We are using the Fashion MNIST dataset that has 10 different fashion categories with 60000 train images and 10000 test images with dimensions of 28X28. To directly load the dataset into the network we can use the following command

from tensorflow.keras.datasets import mnist
(X_train, y_train), (X_test, y_test) = mnist.load_data()

X_train stores the training dataset and y_train stores the number of images and their classes. Similarly, X_test stores the test dataset, and y_test stores the number of images and their classes.

Train Dataset:-

X_train.shape, y_train.shape
((60000, 28, 28), (60000,))

Test Dataset:-

X_test.shape, y_test.shape
((10000, 28, 28), (10000,))

Visualizing the Images

Since the dataset consists of 60,000 train and 10,000 test images it’s technically impossible to go through each image and visualize them as it takes more amount of time. To overcome this situation we can randomly pick 100 images from the dataset and visualize them using matlplotlib.

To display 100 random images from the dataset we use plt.subplots(), and pass the dimensions of the plot such as a number of rows and columns. Since the plot is made up of 100 axes we can assign image data to each of the axes to represent them.

To represent images in axes we need the data to be converted from matrix form to flattened array, for this purpose ravel() is used

classes = ['T-shirt/top', 'Trouser', 'Pullover', 'Dress', 'Coat', 'Sandal', 'Shirt', 'Sneaker', 'Bag', 'Ankle boot']
width = 10
height = 10

fig, axes = plt.subplots(height, width, figsize = (15,15))
axes = axes.ravel()
for i in np.arange(0, width * height):
    index = np.random.randint(0, 60000)
    axes[i].imshow(X_train[index], cmap = 'gray' )
    axes[i].set_title(classes[y_train[index]], fontsize = 8)
    axes[i].axis('off')

plt.subplots_adjust(hspace=0.4)
Image 145

Pre-processing the Images

Every image is made up of pixels that range between 0 – 255. While performing operations on those pixels it becomes complicated to handle such values, so instead we can normalize all the pixels values to be between 0 – 1 by dividing each pixel’s value by 255.

X_train = X_train / 255
X_test = X_test / 255

In linear autoencoders, we directly flatten the images in pixels format itself. But when it comes to Convolutional Autoencoders image flattening is performed on a matrix of pixels, thus we need grayscale images and pass them in order to reduce the computational load.

Since the dataset itself is in grayscale we don’t need to perform any operations except that mentioning the datatype of the images.

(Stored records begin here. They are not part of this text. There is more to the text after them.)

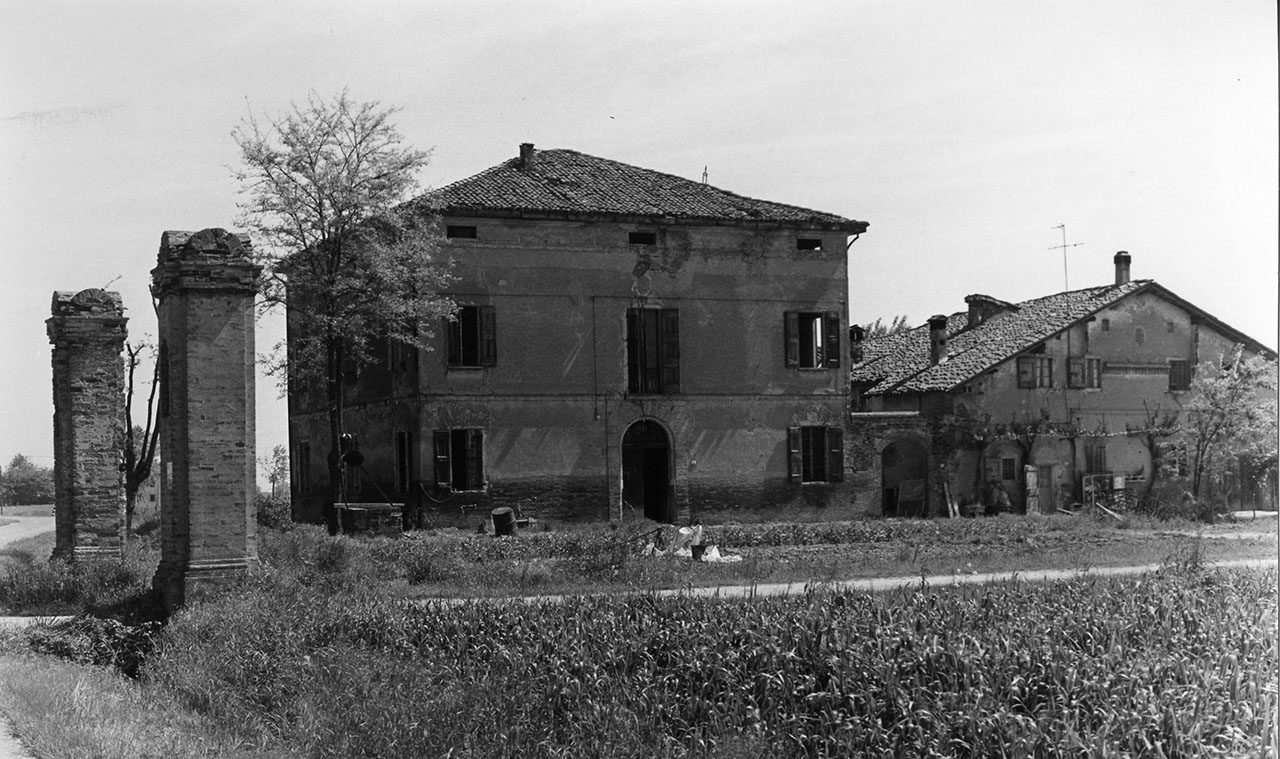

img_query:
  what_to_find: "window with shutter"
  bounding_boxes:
[1169,358,1192,390]
[431,427,484,493]
[787,426,845,483]
[1018,356,1049,389]
[782,311,841,369]
[444,306,498,369]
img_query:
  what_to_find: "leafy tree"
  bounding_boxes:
[233,92,456,531]
[123,340,160,535]
[1183,346,1277,498]
[260,445,289,498]
[0,453,54,506]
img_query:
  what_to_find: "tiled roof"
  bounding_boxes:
[417,150,867,233]
[851,279,1164,395]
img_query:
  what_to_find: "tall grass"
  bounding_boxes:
[146,567,1276,756]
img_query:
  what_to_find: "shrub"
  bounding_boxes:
[253,493,293,530]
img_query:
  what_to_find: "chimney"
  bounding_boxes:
[929,314,947,364]
[520,142,534,172]
[1115,251,1129,284]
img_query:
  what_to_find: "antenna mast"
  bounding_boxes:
[1048,224,1084,291]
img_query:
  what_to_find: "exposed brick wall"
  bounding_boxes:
[151,229,261,608]
[46,289,128,561]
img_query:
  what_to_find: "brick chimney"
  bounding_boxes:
[520,142,534,172]
[1115,251,1129,284]
[929,314,947,364]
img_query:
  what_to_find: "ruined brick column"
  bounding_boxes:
[151,229,261,609]
[45,289,128,561]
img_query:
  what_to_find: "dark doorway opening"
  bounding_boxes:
[881,440,929,517]
[622,420,676,523]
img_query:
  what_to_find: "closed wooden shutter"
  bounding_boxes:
[782,311,800,367]
[827,427,845,483]
[662,308,680,393]
[822,311,840,369]
[480,306,498,366]
[787,427,804,483]
[431,430,453,489]
[1018,356,1036,388]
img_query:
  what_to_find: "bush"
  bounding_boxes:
[253,493,293,530]
[26,617,160,677]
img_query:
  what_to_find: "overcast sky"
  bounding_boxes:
[0,0,1277,466]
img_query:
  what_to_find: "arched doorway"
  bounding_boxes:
[881,440,929,517]
[622,419,676,523]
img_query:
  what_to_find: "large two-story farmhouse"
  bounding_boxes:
[289,145,868,523]
[850,251,1275,516]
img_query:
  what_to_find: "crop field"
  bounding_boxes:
[142,561,1277,758]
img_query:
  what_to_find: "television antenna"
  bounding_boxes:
[1048,224,1084,292]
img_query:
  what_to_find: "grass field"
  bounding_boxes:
[0,517,1276,759]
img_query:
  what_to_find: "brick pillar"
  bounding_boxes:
[151,229,261,609]
[45,289,128,561]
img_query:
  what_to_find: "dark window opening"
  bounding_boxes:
[787,426,845,483]
[431,429,484,493]
[1066,358,1102,388]
[783,311,840,369]
[396,430,413,493]
[292,442,311,494]
[445,306,498,369]
[1169,358,1192,390]
[1018,356,1053,388]
[627,308,680,394]
[1084,443,1107,475]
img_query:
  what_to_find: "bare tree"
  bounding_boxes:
[233,92,456,531]
[123,340,160,536]
[863,314,911,340]
[259,445,289,498]
[1184,346,1276,499]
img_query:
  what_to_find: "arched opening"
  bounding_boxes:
[881,440,929,517]
[622,419,676,523]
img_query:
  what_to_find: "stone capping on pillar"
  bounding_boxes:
[45,288,128,562]
[151,228,262,611]
[151,228,262,298]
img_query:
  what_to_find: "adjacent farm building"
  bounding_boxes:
[289,145,878,523]
[849,251,1275,516]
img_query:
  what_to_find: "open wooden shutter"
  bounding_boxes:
[782,311,800,367]
[467,430,484,490]
[827,427,845,483]
[444,314,462,366]
[787,427,804,483]
[479,306,498,366]
[822,311,840,369]
[431,430,453,489]
[660,308,680,393]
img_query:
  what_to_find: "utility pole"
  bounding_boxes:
[1048,224,1084,291]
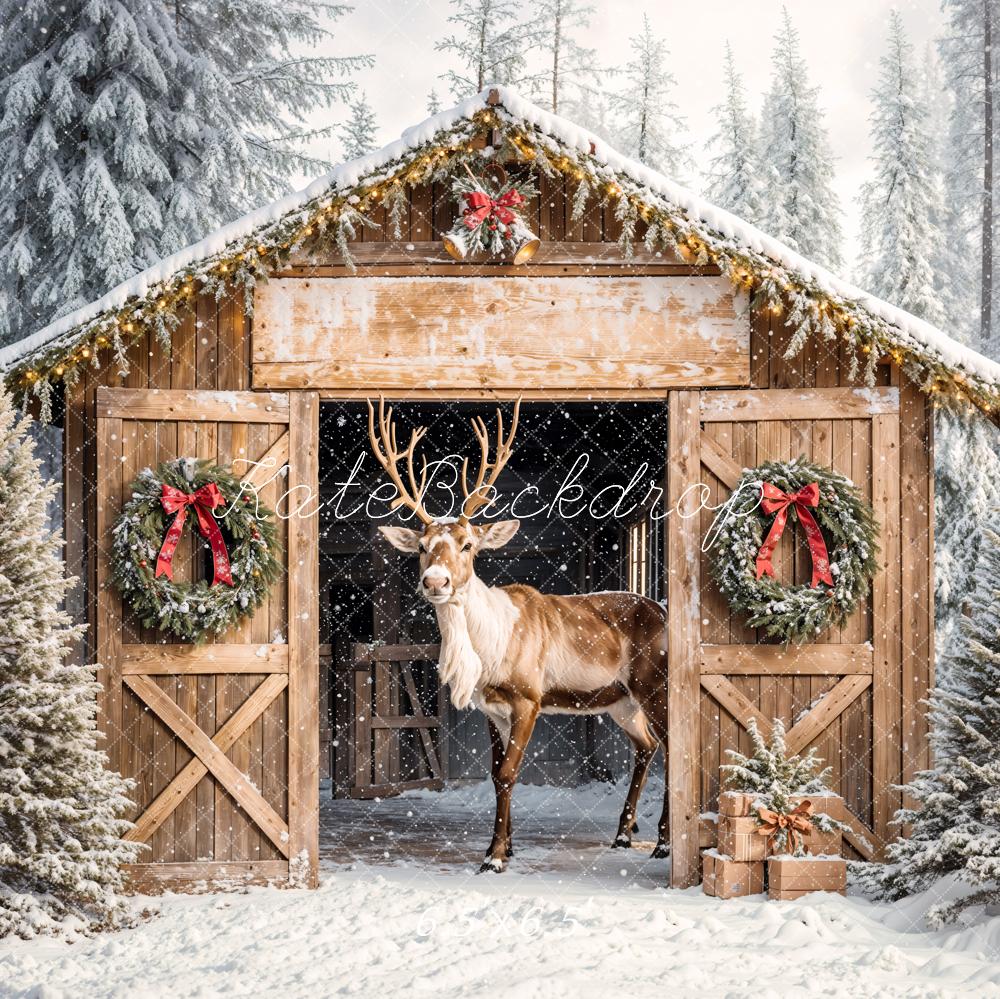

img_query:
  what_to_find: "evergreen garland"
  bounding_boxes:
[112,458,281,643]
[0,392,142,940]
[852,517,1000,925]
[450,164,538,257]
[711,457,878,643]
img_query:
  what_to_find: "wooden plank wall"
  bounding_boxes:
[64,178,933,884]
[65,299,288,870]
[699,302,933,860]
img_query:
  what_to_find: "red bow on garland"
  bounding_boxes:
[756,482,833,587]
[462,189,524,229]
[154,482,234,586]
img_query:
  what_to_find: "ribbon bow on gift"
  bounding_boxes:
[462,189,524,229]
[756,482,833,587]
[155,482,234,586]
[757,801,812,853]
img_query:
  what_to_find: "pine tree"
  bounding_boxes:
[941,0,1000,353]
[0,393,138,937]
[530,0,599,114]
[340,91,378,160]
[434,0,529,100]
[934,407,1000,679]
[706,42,764,225]
[858,519,1000,924]
[0,0,370,341]
[761,8,842,269]
[720,718,832,810]
[610,14,690,180]
[859,10,946,327]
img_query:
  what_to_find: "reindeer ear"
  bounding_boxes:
[476,520,521,548]
[379,527,420,552]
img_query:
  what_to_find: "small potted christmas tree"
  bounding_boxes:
[705,719,846,898]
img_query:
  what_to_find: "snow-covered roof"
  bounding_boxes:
[7,87,1000,410]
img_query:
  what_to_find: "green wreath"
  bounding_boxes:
[112,458,282,643]
[710,457,878,644]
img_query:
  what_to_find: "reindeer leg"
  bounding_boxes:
[479,697,539,874]
[611,743,656,849]
[486,716,514,859]
[631,677,670,859]
[608,697,659,848]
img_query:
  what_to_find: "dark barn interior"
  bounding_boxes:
[320,402,667,799]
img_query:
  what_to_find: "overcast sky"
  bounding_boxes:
[304,0,942,264]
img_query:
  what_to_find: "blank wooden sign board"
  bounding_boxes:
[253,275,750,398]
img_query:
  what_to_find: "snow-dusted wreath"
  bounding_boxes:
[112,458,281,642]
[710,457,878,643]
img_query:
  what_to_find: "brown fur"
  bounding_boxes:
[381,521,667,870]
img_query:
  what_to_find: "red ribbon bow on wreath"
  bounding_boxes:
[757,801,812,853]
[154,482,234,586]
[756,482,833,587]
[462,189,524,229]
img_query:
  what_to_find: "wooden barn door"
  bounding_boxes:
[667,386,904,886]
[96,388,319,885]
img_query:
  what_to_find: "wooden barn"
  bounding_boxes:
[0,89,1000,886]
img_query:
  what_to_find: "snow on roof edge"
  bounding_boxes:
[0,85,1000,385]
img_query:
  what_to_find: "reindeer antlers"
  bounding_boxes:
[366,395,433,524]
[367,395,521,524]
[458,397,521,524]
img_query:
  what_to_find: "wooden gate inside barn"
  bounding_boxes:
[667,386,912,886]
[96,388,319,887]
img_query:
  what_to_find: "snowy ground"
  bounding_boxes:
[0,785,1000,999]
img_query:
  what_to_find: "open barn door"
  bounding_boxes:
[96,388,319,884]
[667,386,904,887]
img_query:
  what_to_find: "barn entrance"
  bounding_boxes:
[319,401,667,874]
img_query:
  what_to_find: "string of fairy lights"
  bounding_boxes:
[6,104,1000,420]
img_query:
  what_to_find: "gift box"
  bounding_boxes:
[701,850,764,898]
[719,791,759,816]
[719,815,767,863]
[767,854,847,901]
[791,794,844,857]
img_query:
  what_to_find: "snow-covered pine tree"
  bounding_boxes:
[705,42,764,225]
[934,407,1000,681]
[609,14,691,181]
[856,517,1000,923]
[719,718,832,810]
[941,0,1000,356]
[0,384,139,937]
[719,718,842,849]
[434,0,530,100]
[918,44,978,343]
[760,7,842,269]
[339,91,378,160]
[530,0,600,120]
[859,10,946,327]
[0,0,370,341]
[923,17,1000,683]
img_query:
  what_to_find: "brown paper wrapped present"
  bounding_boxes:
[719,815,767,863]
[767,855,847,901]
[701,850,764,898]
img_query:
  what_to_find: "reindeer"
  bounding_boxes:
[368,398,667,872]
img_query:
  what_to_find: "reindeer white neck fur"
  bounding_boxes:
[435,575,518,710]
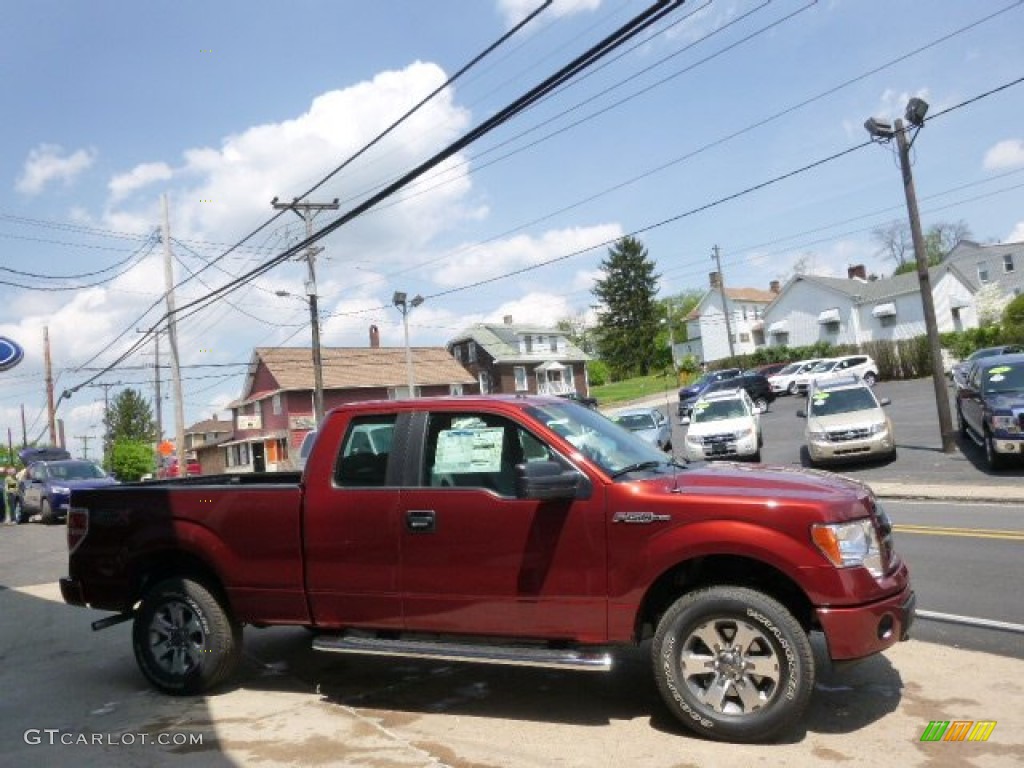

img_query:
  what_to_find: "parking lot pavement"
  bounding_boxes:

X_train = X_train.reshape((len(X_train), 28, 28, 1))
X_test = X_test.reshape((len(X_test), 28, 28, 1))
X_train.shape, X_test.shape
((60000, 28, 28, 1), (10000, 28, 28, 1))

Building and Training the Convolutional Autoencoder

To understand how a convolutional layer is represented you can go through our previous tutorial on Convolutional Neural Networks for Image Classification.

Tensorflow supports two types of padding.

  • VALID returns output such that there is no padding applied. “Valid option discards the border elements”.
  • SAME returns output whose value can be computed by applying the same filter on all the values. Border elements are not discarded in SAME padding

Building an autoencoder involves converting the image into the encoded format and then reconstructing the image in the decode phase. Since we are using Convolutional networks it involves Conv2D() for encoding and reshape() for decoding.

autoencoder = Sequential()

# Encoder
autoencoder.add(Conv2D(filters = 16, kernel_size=(3,3), activation='relu', padding='valid', input_shape=(28,28,1)))
autoencoder.add(MaxPooling2D(pool_size=(2,2)))

autoencoder.add(Conv2D(filters = 8, kernel_size=(3,3), activation='relu', padding='same'))
autoencoder.add(MaxPooling2D(pool_size=(2,2), padding='same'))

autoencoder.add(Conv2D(filters=8, kernel_size=(3,3), activation='relu', padding = 'same', strides=(2,2)))
autoencoder.add(Flatten())

# Decoder

autoencoder.add(Reshape((4,4,8)))

autoencoder.add(Conv2D(filters = 8, kernel_size=(3,3), activation='relu', padding='same'))
autoencoder.add(UpSampling2D(size=(2,2)))

autoencoder.add(Conv2D(filters = 8, kernel_size=(3,3), activation='relu', padding='same'))
autoencoder.add(UpSampling2D(size=(2,2)))

autoencoder.add(Conv2D(filters = 16, kernel_size=(3,3), activation='relu'))
autoencoder.add(UpSampling2D(size=(2,2)))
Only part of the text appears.